New Machine Learning Method Predicts Possible Additions to Global List of Threatened Plant Species

This map shows the predicted levels of risk to more than 150,000 species of plants located worldwide.

December 5, 2018 Samantha Watters and Matthew Wright

The International Union for Conservation of Nature’s (IUCN) Red List of Threatened Species is a powerful tool for researchers and policymakers working to stem the tide of species loss across the globe. But adding even a single species to the list is no small task, demanding countless hours of expensive, rigorous and highly specialized research.

As a result of these limitations, a large number of known species have not yet been formally assessed by the IUCN and ranked in one of five categories, from least concern to critically endangered. This deficit is quite apparent in plants: Only about 5 percent of all currently known plant species appear on IUCN’s Red List in any capacity.

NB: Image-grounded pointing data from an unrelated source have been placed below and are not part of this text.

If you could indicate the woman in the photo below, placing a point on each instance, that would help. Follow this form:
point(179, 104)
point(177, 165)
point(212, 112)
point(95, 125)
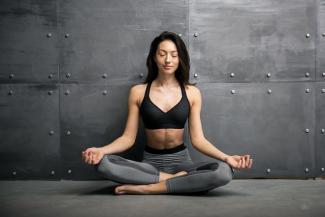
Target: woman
point(165, 101)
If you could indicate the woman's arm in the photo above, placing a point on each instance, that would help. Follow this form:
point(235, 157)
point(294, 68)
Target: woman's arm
point(128, 137)
point(126, 140)
point(199, 141)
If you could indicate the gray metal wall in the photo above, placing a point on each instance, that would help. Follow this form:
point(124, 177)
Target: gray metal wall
point(66, 68)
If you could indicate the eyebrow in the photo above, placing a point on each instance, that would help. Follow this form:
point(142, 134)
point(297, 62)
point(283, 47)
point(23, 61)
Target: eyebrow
point(173, 51)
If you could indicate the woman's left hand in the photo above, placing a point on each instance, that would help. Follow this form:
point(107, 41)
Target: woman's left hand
point(239, 162)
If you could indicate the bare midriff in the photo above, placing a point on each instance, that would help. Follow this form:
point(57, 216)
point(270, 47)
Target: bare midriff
point(164, 138)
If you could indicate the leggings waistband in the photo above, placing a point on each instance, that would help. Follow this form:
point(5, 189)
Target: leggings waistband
point(178, 148)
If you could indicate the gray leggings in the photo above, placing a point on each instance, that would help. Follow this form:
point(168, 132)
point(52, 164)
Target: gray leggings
point(200, 177)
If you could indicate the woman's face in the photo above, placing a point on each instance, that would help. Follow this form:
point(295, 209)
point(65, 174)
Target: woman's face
point(167, 57)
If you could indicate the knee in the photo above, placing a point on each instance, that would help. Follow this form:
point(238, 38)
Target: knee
point(223, 175)
point(103, 165)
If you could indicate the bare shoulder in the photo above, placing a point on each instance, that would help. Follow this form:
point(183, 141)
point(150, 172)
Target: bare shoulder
point(193, 93)
point(137, 92)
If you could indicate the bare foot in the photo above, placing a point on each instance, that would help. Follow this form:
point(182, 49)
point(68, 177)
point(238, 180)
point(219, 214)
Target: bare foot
point(131, 189)
point(157, 188)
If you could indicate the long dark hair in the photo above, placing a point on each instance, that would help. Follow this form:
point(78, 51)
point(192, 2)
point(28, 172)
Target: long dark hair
point(183, 70)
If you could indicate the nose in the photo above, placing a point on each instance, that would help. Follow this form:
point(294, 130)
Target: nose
point(168, 58)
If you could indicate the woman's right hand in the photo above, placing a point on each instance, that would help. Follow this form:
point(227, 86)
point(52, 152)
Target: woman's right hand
point(92, 155)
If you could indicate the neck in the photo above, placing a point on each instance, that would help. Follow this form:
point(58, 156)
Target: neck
point(166, 80)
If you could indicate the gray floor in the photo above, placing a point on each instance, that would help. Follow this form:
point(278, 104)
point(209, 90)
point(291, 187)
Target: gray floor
point(260, 198)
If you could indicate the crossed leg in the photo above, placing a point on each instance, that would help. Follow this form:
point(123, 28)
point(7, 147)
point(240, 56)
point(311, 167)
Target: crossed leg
point(156, 188)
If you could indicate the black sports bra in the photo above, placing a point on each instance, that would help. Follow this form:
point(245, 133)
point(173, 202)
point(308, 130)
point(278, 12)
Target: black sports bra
point(154, 118)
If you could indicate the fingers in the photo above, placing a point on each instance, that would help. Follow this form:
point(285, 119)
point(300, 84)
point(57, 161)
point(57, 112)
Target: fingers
point(250, 163)
point(244, 161)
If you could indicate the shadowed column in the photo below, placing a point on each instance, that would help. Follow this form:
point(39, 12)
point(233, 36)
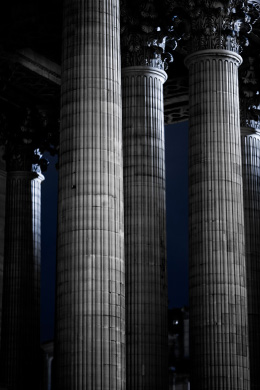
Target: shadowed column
point(145, 228)
point(2, 225)
point(250, 141)
point(90, 317)
point(20, 345)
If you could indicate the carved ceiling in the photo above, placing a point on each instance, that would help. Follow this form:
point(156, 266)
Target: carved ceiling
point(37, 25)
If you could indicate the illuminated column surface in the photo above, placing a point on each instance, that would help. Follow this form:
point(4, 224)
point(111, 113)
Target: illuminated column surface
point(218, 296)
point(90, 299)
point(20, 347)
point(250, 142)
point(145, 228)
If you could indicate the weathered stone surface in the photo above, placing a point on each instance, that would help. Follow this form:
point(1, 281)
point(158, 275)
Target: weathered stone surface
point(250, 143)
point(145, 229)
point(90, 300)
point(20, 347)
point(2, 225)
point(218, 296)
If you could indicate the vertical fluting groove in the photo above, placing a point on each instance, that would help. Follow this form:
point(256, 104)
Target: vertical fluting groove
point(20, 347)
point(217, 273)
point(250, 144)
point(90, 307)
point(2, 226)
point(145, 236)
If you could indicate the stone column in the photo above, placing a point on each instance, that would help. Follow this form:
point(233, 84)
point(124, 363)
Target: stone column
point(90, 299)
point(218, 296)
point(145, 228)
point(217, 269)
point(2, 225)
point(20, 347)
point(250, 146)
point(250, 140)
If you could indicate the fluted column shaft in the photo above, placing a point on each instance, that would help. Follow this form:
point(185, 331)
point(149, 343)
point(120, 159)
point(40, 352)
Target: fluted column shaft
point(145, 233)
point(90, 317)
point(217, 274)
point(2, 226)
point(20, 347)
point(250, 144)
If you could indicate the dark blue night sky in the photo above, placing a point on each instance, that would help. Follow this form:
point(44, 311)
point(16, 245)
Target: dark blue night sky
point(176, 137)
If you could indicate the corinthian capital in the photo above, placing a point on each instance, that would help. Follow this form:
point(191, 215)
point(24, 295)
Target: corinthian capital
point(25, 134)
point(147, 35)
point(216, 24)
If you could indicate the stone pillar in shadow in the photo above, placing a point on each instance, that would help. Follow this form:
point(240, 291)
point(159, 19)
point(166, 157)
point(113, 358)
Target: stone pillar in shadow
point(20, 342)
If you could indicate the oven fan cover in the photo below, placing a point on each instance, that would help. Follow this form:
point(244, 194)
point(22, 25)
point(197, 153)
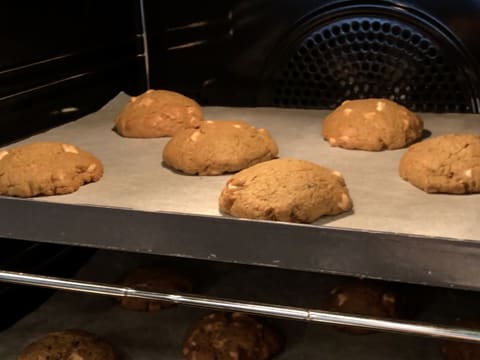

A new method co-developed by Anahí Espíndola, an assistant professor of entomology at the University of Maryland, uses the power of machine learning and open-access data to predict species that could be eligible for at-risk status on the IUCN Red List. The research team created and trained a machine learning algorithm to assess more than 150,000 species of plants from all corners of the world, making their project among the largest assessments of conservation risk to date. According to the results, more than 10 percent of these species are highly likely to qualify for an at-risk IUCN classification.

The algorithm is a predictive model that can be applied to any grouping of species at any scale, from the entire globe to a single city park. Espíndola and her colleagues published their findings online in the Proceedings of the National Academy of Sciences on December 3, 2018.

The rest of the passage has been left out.